Galway city Mayor Padraig Conneely has slammed senior city hall management for their failure to collect over €9m in outstanding development levies, just days after city council members were chastised for rejecting a controversial levy increase.
The Mayor’s comments came just days after city manager Joe MacGrath told council members that their decision to reject a presupposed development levy rise would cost the city between €30 million and €40 million in revenue.
Calling the figure “pie in the sky”, the Mayor said that the manager needs to deal with the reality of the situation before blaming the council for money issues faced in the city.
“He needs to deal with the reality on the ground, there is €9.3 million owed to him. He’s owed that money and he needs to collect,” said Mayor Conneely. “These were acquired between 2004 and 2007 when the housing boom was ongoing. The money was there then but he never collected.”

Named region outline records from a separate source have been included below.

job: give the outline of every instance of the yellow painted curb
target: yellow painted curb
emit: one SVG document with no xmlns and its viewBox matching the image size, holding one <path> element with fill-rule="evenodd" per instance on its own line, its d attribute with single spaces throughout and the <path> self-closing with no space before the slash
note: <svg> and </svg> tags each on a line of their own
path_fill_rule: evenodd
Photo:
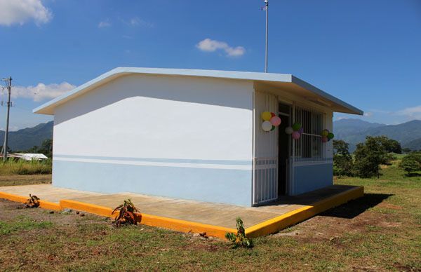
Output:
<svg viewBox="0 0 421 272">
<path fill-rule="evenodd" d="M 299 209 L 247 228 L 246 229 L 246 234 L 248 237 L 253 238 L 274 233 L 288 226 L 307 219 L 320 212 L 344 204 L 352 199 L 360 198 L 363 195 L 364 187 L 358 186 L 352 188 L 349 190 L 316 202 L 312 205 L 302 207 Z M 0 198 L 5 198 L 9 200 L 24 203 L 27 201 L 28 198 L 0 192 Z M 60 200 L 60 204 L 40 200 L 40 207 L 55 210 L 61 210 L 65 208 L 73 209 L 107 217 L 114 217 L 115 216 L 112 215 L 112 209 L 110 208 L 65 199 Z M 227 232 L 236 233 L 236 229 L 231 228 L 152 215 L 138 214 L 138 215 L 139 223 L 182 232 L 206 232 L 208 236 L 221 238 L 225 238 L 225 233 Z"/>
<path fill-rule="evenodd" d="M 98 215 L 105 216 L 108 217 L 114 217 L 115 215 L 112 215 L 112 209 L 99 206 L 97 205 L 85 203 L 83 202 L 62 200 L 60 201 L 60 206 L 64 208 L 77 210 L 83 212 L 90 212 Z M 192 233 L 203 233 L 206 232 L 206 235 L 225 238 L 225 233 L 227 232 L 236 233 L 236 229 L 225 228 L 219 226 L 209 225 L 190 221 L 176 219 L 160 217 L 157 215 L 147 215 L 144 213 L 138 214 L 139 223 L 147 226 L 159 226 L 161 228 L 172 229 L 174 231 L 182 232 Z"/>
<path fill-rule="evenodd" d="M 353 188 L 316 202 L 312 205 L 302 207 L 247 228 L 246 229 L 246 234 L 248 237 L 253 238 L 274 233 L 288 226 L 307 219 L 320 212 L 344 204 L 352 199 L 360 198 L 363 195 L 363 186 Z"/>
<path fill-rule="evenodd" d="M 0 192 L 0 198 L 4 198 L 11 201 L 25 203 L 29 199 L 29 196 L 25 197 L 12 193 Z M 39 207 L 47 210 L 61 210 L 61 208 L 59 204 L 42 200 L 39 200 Z"/>
</svg>

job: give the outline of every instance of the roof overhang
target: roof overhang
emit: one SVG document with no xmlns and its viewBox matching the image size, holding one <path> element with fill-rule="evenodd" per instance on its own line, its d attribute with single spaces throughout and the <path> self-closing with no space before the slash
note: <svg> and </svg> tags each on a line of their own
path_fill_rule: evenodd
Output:
<svg viewBox="0 0 421 272">
<path fill-rule="evenodd" d="M 210 77 L 218 79 L 252 81 L 256 83 L 270 84 L 281 87 L 298 95 L 305 95 L 306 98 L 318 104 L 331 108 L 334 111 L 362 115 L 363 112 L 340 100 L 318 88 L 291 75 L 283 74 L 258 73 L 249 72 L 233 72 L 218 70 L 200 70 L 187 69 L 161 69 L 117 67 L 84 84 L 69 91 L 34 109 L 34 113 L 53 115 L 55 108 L 66 102 L 88 92 L 101 85 L 105 84 L 118 77 L 133 74 L 155 74 L 163 76 L 181 76 L 196 77 Z"/>
</svg>

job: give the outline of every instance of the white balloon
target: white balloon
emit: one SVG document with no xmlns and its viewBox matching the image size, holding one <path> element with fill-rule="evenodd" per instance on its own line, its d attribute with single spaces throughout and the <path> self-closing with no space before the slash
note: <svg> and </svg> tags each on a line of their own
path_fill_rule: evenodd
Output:
<svg viewBox="0 0 421 272">
<path fill-rule="evenodd" d="M 294 132 L 294 130 L 293 129 L 293 128 L 291 128 L 291 127 L 285 128 L 285 133 L 293 134 L 293 132 Z"/>
<path fill-rule="evenodd" d="M 265 131 L 270 131 L 272 130 L 272 123 L 268 121 L 262 123 L 262 129 Z"/>
</svg>

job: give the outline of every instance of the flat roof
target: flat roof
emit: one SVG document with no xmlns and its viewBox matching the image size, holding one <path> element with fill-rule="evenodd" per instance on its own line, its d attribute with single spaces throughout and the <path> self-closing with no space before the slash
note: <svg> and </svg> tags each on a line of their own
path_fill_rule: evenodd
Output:
<svg viewBox="0 0 421 272">
<path fill-rule="evenodd" d="M 335 111 L 347 114 L 363 114 L 363 111 L 354 106 L 320 90 L 319 88 L 298 79 L 292 74 L 260 73 L 250 72 L 201 70 L 189 69 L 166 69 L 166 68 L 141 68 L 141 67 L 117 67 L 100 75 L 100 76 L 81 85 L 74 89 L 60 95 L 59 97 L 38 107 L 33 110 L 34 113 L 41 114 L 54 114 L 55 107 L 65 103 L 100 85 L 102 85 L 116 78 L 131 74 L 157 74 L 166 76 L 183 76 L 196 77 L 210 77 L 236 80 L 252 81 L 257 83 L 272 84 L 279 88 L 286 88 L 291 92 L 306 91 L 314 97 L 321 99 L 319 102 L 326 107 L 330 107 Z M 317 102 L 318 98 L 315 100 Z M 325 101 L 327 100 L 327 101 Z M 334 107 L 333 107 L 334 106 Z"/>
</svg>

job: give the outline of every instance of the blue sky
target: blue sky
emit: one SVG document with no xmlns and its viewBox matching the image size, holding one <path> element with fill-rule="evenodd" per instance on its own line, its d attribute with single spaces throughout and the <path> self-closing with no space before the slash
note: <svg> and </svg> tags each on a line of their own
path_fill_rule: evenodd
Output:
<svg viewBox="0 0 421 272">
<path fill-rule="evenodd" d="M 11 128 L 51 120 L 32 109 L 119 66 L 262 72 L 263 5 L 0 0 Z M 271 0 L 269 72 L 293 74 L 363 109 L 368 121 L 421 119 L 420 29 L 419 0 Z"/>
</svg>

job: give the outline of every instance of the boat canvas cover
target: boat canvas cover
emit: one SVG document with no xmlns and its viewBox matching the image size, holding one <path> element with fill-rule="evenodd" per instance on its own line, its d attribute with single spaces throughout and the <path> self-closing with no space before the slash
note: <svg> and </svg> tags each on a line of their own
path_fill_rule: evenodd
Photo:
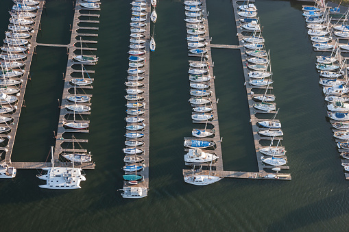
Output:
<svg viewBox="0 0 349 232">
<path fill-rule="evenodd" d="M 346 117 L 346 115 L 348 115 L 348 113 L 336 112 L 336 114 L 335 114 L 336 118 L 343 118 Z"/>
<path fill-rule="evenodd" d="M 191 140 L 191 146 L 193 147 L 204 147 L 210 146 L 210 142 L 201 140 Z"/>
<path fill-rule="evenodd" d="M 142 176 L 139 176 L 137 175 L 124 175 L 123 177 L 125 181 L 137 181 L 142 179 Z"/>
</svg>

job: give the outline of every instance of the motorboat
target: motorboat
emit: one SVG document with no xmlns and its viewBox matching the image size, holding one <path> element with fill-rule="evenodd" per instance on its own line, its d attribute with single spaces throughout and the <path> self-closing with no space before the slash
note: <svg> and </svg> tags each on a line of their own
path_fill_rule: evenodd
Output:
<svg viewBox="0 0 349 232">
<path fill-rule="evenodd" d="M 327 42 L 332 40 L 332 37 L 326 36 L 311 36 L 310 40 L 314 42 Z"/>
<path fill-rule="evenodd" d="M 341 45 L 339 45 L 340 47 Z M 335 47 L 333 44 L 326 44 L 326 43 L 315 43 L 313 44 L 313 47 L 315 48 L 317 50 L 319 49 L 332 49 Z M 348 48 L 349 50 L 349 48 Z"/>
<path fill-rule="evenodd" d="M 349 142 L 338 142 L 337 143 L 337 146 L 339 149 L 346 149 L 349 150 Z"/>
<path fill-rule="evenodd" d="M 330 103 L 335 103 L 337 101 L 348 102 L 348 101 L 349 101 L 349 97 L 328 95 L 325 97 L 325 101 L 330 102 Z"/>
<path fill-rule="evenodd" d="M 144 3 L 145 5 L 145 3 Z M 147 196 L 148 189 L 141 187 L 123 187 L 119 190 L 123 191 L 121 196 L 124 198 L 141 198 Z"/>
<path fill-rule="evenodd" d="M 27 57 L 27 55 L 24 54 L 0 54 L 0 59 L 5 61 L 13 61 L 19 60 L 24 60 Z"/>
<path fill-rule="evenodd" d="M 326 78 L 338 78 L 343 75 L 341 72 L 321 71 L 320 76 Z"/>
<path fill-rule="evenodd" d="M 207 42 L 189 42 L 188 43 L 188 47 L 189 48 L 200 48 L 204 47 L 207 45 Z"/>
<path fill-rule="evenodd" d="M 191 119 L 197 121 L 206 121 L 213 119 L 213 114 L 191 114 Z"/>
<path fill-rule="evenodd" d="M 191 42 L 198 42 L 198 41 L 203 41 L 205 38 L 202 37 L 199 37 L 197 36 L 191 36 L 186 37 L 186 40 L 191 41 Z"/>
<path fill-rule="evenodd" d="M 206 113 L 206 112 L 212 112 L 213 109 L 210 108 L 210 107 L 199 107 L 193 108 L 193 110 L 195 112 Z"/>
<path fill-rule="evenodd" d="M 202 19 L 199 18 L 189 18 L 184 19 L 184 21 L 189 23 L 202 23 Z"/>
<path fill-rule="evenodd" d="M 189 81 L 193 82 L 206 82 L 210 81 L 210 76 L 202 76 L 202 75 L 190 75 Z"/>
<path fill-rule="evenodd" d="M 145 165 L 128 165 L 123 168 L 125 172 L 138 172 L 144 168 Z"/>
<path fill-rule="evenodd" d="M 349 140 L 349 131 L 335 131 L 333 133 L 333 137 L 337 138 L 339 140 Z"/>
<path fill-rule="evenodd" d="M 250 79 L 249 83 L 252 86 L 269 86 L 272 84 L 274 82 L 274 81 L 272 81 L 269 79 Z"/>
<path fill-rule="evenodd" d="M 282 131 L 281 129 L 277 129 L 277 130 L 263 130 L 263 131 L 258 131 L 258 133 L 259 133 L 261 136 L 269 136 L 269 137 L 278 137 L 278 136 L 282 136 L 284 133 L 282 133 Z"/>
<path fill-rule="evenodd" d="M 158 18 L 158 14 L 156 14 L 156 11 L 155 10 L 155 8 L 152 12 L 152 14 L 150 14 L 150 20 L 152 23 L 156 23 L 156 19 Z"/>
<path fill-rule="evenodd" d="M 342 112 L 327 112 L 328 118 L 337 121 L 347 121 L 349 120 L 349 114 Z"/>
<path fill-rule="evenodd" d="M 131 21 L 132 22 L 144 22 L 146 19 L 140 16 L 132 16 Z"/>
<path fill-rule="evenodd" d="M 81 3 L 80 5 L 88 8 L 88 9 L 99 9 L 99 4 L 96 3 L 91 3 L 91 2 L 87 2 L 87 3 Z"/>
<path fill-rule="evenodd" d="M 143 129 L 145 124 L 143 125 L 126 125 L 126 129 L 128 131 L 139 131 Z"/>
<path fill-rule="evenodd" d="M 249 12 L 249 11 L 241 11 L 237 12 L 241 17 L 244 18 L 254 18 L 257 16 L 257 13 L 256 12 Z"/>
<path fill-rule="evenodd" d="M 341 95 L 349 92 L 349 89 L 343 85 L 324 87 L 322 92 L 324 94 Z"/>
<path fill-rule="evenodd" d="M 248 68 L 256 71 L 266 71 L 268 68 L 267 64 L 248 64 Z"/>
<path fill-rule="evenodd" d="M 28 33 L 23 32 L 12 32 L 12 31 L 6 31 L 5 32 L 5 35 L 8 38 L 27 38 L 32 36 Z"/>
<path fill-rule="evenodd" d="M 203 98 L 191 98 L 188 101 L 193 105 L 204 105 L 211 103 L 209 99 Z"/>
<path fill-rule="evenodd" d="M 207 89 L 207 88 L 210 88 L 210 84 L 206 85 L 206 84 L 200 83 L 191 83 L 189 84 L 189 86 L 190 86 L 190 87 L 193 88 L 203 90 L 203 89 Z"/>
<path fill-rule="evenodd" d="M 332 123 L 332 126 L 339 130 L 349 130 L 349 122 Z"/>
<path fill-rule="evenodd" d="M 0 92 L 0 103 L 2 105 L 13 104 L 17 101 L 18 99 L 16 96 L 8 95 L 3 92 Z"/>
<path fill-rule="evenodd" d="M 269 62 L 269 60 L 267 58 L 253 57 L 248 59 L 248 62 L 256 64 L 265 64 Z"/>
<path fill-rule="evenodd" d="M 244 4 L 237 7 L 241 11 L 248 11 L 250 12 L 255 12 L 257 11 L 257 8 L 254 4 Z"/>
<path fill-rule="evenodd" d="M 154 39 L 154 36 L 152 36 L 152 38 L 150 39 L 150 42 L 149 42 L 149 49 L 150 49 L 151 51 L 155 51 L 156 45 L 156 43 L 155 43 L 155 40 Z"/>
<path fill-rule="evenodd" d="M 256 46 L 256 45 L 254 45 L 254 46 Z M 263 47 L 263 46 L 261 45 L 260 49 L 261 49 L 262 47 Z M 267 53 L 267 51 L 265 50 L 257 50 L 257 49 L 254 49 L 254 51 L 245 51 L 245 53 L 247 55 L 250 55 L 250 56 L 256 57 L 265 57 L 268 55 L 268 53 Z"/>
<path fill-rule="evenodd" d="M 206 31 L 200 30 L 198 29 L 188 29 L 186 30 L 186 34 L 188 34 L 189 35 L 192 35 L 192 36 L 203 35 L 205 33 L 206 33 Z"/>
<path fill-rule="evenodd" d="M 126 133 L 125 134 L 125 136 L 126 136 L 126 138 L 139 138 L 144 137 L 144 134 L 141 133 L 129 132 L 129 133 Z"/>
<path fill-rule="evenodd" d="M 184 140 L 184 146 L 194 149 L 207 149 L 214 146 L 216 144 L 215 141 Z"/>
<path fill-rule="evenodd" d="M 29 25 L 34 24 L 35 22 L 29 19 L 11 18 L 10 18 L 10 23 L 15 25 Z"/>
<path fill-rule="evenodd" d="M 189 74 L 193 75 L 203 75 L 208 72 L 207 70 L 205 69 L 199 69 L 199 68 L 189 68 L 188 70 Z"/>
<path fill-rule="evenodd" d="M 86 163 L 91 162 L 92 161 L 92 155 L 91 153 L 88 154 L 80 154 L 80 153 L 73 153 L 73 154 L 64 154 L 62 155 L 62 157 L 66 158 L 68 160 L 73 161 L 74 162 L 77 163 Z"/>
<path fill-rule="evenodd" d="M 143 114 L 144 111 L 142 111 L 141 109 L 128 109 L 126 110 L 126 114 L 128 114 L 128 115 L 139 116 Z"/>
<path fill-rule="evenodd" d="M 38 8 L 30 5 L 25 5 L 25 4 L 15 4 L 12 6 L 12 10 L 17 12 L 30 12 L 38 10 Z"/>
<path fill-rule="evenodd" d="M 132 42 L 133 44 L 144 44 L 145 42 L 145 40 L 131 37 L 131 38 L 130 39 L 130 42 Z"/>
<path fill-rule="evenodd" d="M 184 155 L 184 162 L 190 164 L 208 163 L 218 159 L 218 155 L 206 153 L 199 149 L 191 149 Z"/>
<path fill-rule="evenodd" d="M 241 27 L 250 31 L 261 31 L 261 26 L 256 21 L 252 21 L 250 23 L 242 25 Z"/>
<path fill-rule="evenodd" d="M 264 45 L 262 44 L 249 43 L 249 44 L 246 44 L 243 45 L 244 48 L 248 49 L 251 49 L 251 50 L 262 49 L 263 47 L 264 47 Z M 254 56 L 256 56 L 256 55 L 254 55 Z"/>
<path fill-rule="evenodd" d="M 127 81 L 125 82 L 125 85 L 128 87 L 141 87 L 144 86 L 144 83 L 138 81 Z"/>
<path fill-rule="evenodd" d="M 253 95 L 254 101 L 273 102 L 275 101 L 275 95 L 274 94 L 254 94 Z"/>
<path fill-rule="evenodd" d="M 143 93 L 144 91 L 138 88 L 128 88 L 126 92 L 128 94 L 141 94 Z"/>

It was during the meeting on Monday that the city manager proposed a dramatic development levy increase that would see a 75 per cent rise in commercial development levies and a 45 per cent rise in residential levies. The manager, who commended Galway city on being “the most competitive city in the country” with regard to development, said that the city’s levies needed to get in line with those in other major cities in order to maintain their competitive advantage and provide the necessary infrastructure in the city.
Following a lengthy debate, which included reservations from a number of councillors who believed that the increased costs would actually discourage development in the city during an economically unstable time, the council voted in favour of an amended motion by Cllr Declan McDonnell which would see an increase of five per cent for the first year and 7.5 per cent for the following three years.
With the decision finalised the city manager made his disappointment known by telling the eight councillors who voted in favour of the motion that they had just lost the city between €30 million and €40 million. The officials claimed that the increased levies, which would be topped up by government funding, would help provide for the necessary infrastructure and community projects over the coming years.
Mayor Conneely, however, says that outstanding development levies in the city, which date back as far as 31 December 2007, could be “put to good use in the city”, and that the lack of government funding in the city, including €8m which is outstanding for Mutton Island, must be addressed immediately.
“It is not something I can deal with, it is a management issue. But the truth is he is owed this money, so why hasn’t he collected?” asked the Mayor. “That money would go a long way towards what he wants to do within the city.”
“The failure of the Galway City Management to collect these outstanding levies must be rightly addressed,” concluded the Mayor.